Three main aspect were considered: a systematic review of existing literature concerning the prediction of ovarian cancer patient response to chemotherapy; the development of methods for the application of Gaussian process models to survival data, and the integration of feature selection into these methods; and the clinical implementation of data analysis following qPCR-based mutation testing for melanoma, lung and colorectal cancer.
Systematic Review
A systematic review has been carried out to investigate literature concerning the prediction of ovarian cancer patient response to chemotherapy using gene expression measurements. This review investigated the experimental and statistical methods applied, and compared the predictive ability of the models produced by the included studies. Additionally, using gene signatures reported by the studies, gene set enrichment analysis was applied to investigate differences between studies involving different chemotherapy treatments.
This systematic review is published: Katherine L Lloyd, Ian A Cree, and Richard S Savage. Prediction of resistance to chemotherapy in ovarian cancer: a systematic review. BMC cancer, 15(1): 117, 2015.
Gaussian processes for survival data
Gaussian process regression is a popular, well-researched machine learning technique which is well-suited to noisy, complex and high dimensional biomedical data. Gaussian processes place a prior on the space of all functions relating features to outcome, restricting qualities such as smoothness and stationarity. Given the data, they provide a posterior distribution on the possible functions, allowing predictions to be made about the properties of the latent function underlying the data. In this way, predictions of the mean and variation at any point may be made.
However, the application of Gaussian processes to survival data has received much less attention, and is not widely implemented. In order for the Gaussian process models to correctly interpret the survival data, which contains right-censored survival times, additional functionality must be developed. For the models developed during my PhD, the right-censored times are considered to be missing, with the censored times forming a lower bound on the value of the true, unmeasured survival time. By inferring new survival times for the censored samples, the underlying, uncensored data set may be estimated, allowing predictions to made as in Gaussian process regression. Three variations on this model have been developed.
Additionally, when considering the application of Gaussian processes to biomedical data, feature selection is likely to be beneficial. Two feature selection methods are under development: Informed ARD and Random Subset Feature Selection. Informed ARD is a modification of the Automatic Relevance Determination kernel, and allows the grouping of features. Random Subset Feature Selection is a Bayesian model averaging technique with random feature subset selection.
QPCR mutation testing analysis program
A qPCR based mutation test for common, actionable mutations in non-small cell lung cancer, melanoma and colorectal cancer was developed by the Cree group, as in
Hugh Kikuchi, Anne Reiman, Jenifer Nyoni, Katherine Lloyd, Richard Savage, Tina Wotherspoon, Lisa Berry, David Snead, and Ian A Cree. Development and validation of a TaqMan array for cancer mutation analysis. Pathogenesis, 3 (1):1–8, 2016.

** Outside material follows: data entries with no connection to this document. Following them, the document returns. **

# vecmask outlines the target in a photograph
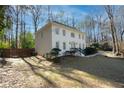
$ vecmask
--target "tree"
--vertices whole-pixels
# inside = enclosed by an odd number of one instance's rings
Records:
[[[110,29],[111,29],[111,35],[112,35],[112,40],[113,40],[113,52],[116,54],[119,54],[119,44],[118,44],[116,27],[115,27],[115,23],[114,23],[113,6],[107,5],[107,6],[105,6],[105,10],[106,10],[106,13],[107,13],[109,21],[110,21]]]
[[[9,40],[9,35],[7,34],[11,26],[10,6],[0,6],[0,46],[3,46],[4,43],[8,43],[7,39]]]
[[[20,33],[21,48],[34,48],[33,34],[31,32],[26,32],[25,38],[23,37],[23,35],[24,35],[24,32],[21,32]]]
[[[34,25],[34,32],[38,30],[38,26],[40,24],[41,16],[42,16],[42,6],[40,5],[31,5],[29,6],[30,13],[32,15],[32,21]]]
[[[25,34],[26,34],[26,16],[28,16],[28,6],[20,6],[21,13],[20,13],[20,34],[23,36],[23,42],[25,42]],[[23,34],[22,34],[23,33]],[[21,36],[21,37],[22,37]],[[21,40],[20,37],[20,40]],[[21,42],[20,42],[21,45]]]
[[[0,31],[2,31],[6,27],[5,11],[6,6],[0,6]]]
[[[118,30],[119,39],[120,42],[123,42],[123,35],[124,35],[124,7],[119,6],[116,12],[116,18],[115,18],[115,25]]]
[[[15,24],[15,41],[16,41],[16,48],[19,47],[19,18],[21,13],[20,6],[12,6],[12,13],[13,13],[13,23]]]
[[[87,38],[87,46],[89,46],[92,42],[96,41],[96,33],[95,33],[95,20],[90,15],[86,15],[84,20],[82,20],[78,25],[83,28],[86,32]]]
[[[97,41],[99,43],[110,41],[110,29],[108,26],[108,18],[105,15],[96,15],[96,25],[97,25]]]

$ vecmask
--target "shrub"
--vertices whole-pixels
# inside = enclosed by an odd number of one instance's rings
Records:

In order for this test to be implemented clinically, a program to carry out the data analysis following testing was needed as the data generated by this test require analysis prior to the results being clinically accessible, and the process by which this is done is required to be carried out by non-specialists. An analysis program was developed to make data analysis and report preparation simple, fast and reliable, allowing the test to be clinically feasible.
Both the test and the analysis program are now in clinical use at University Hospital of Coventry and Warwickshire (UHCW).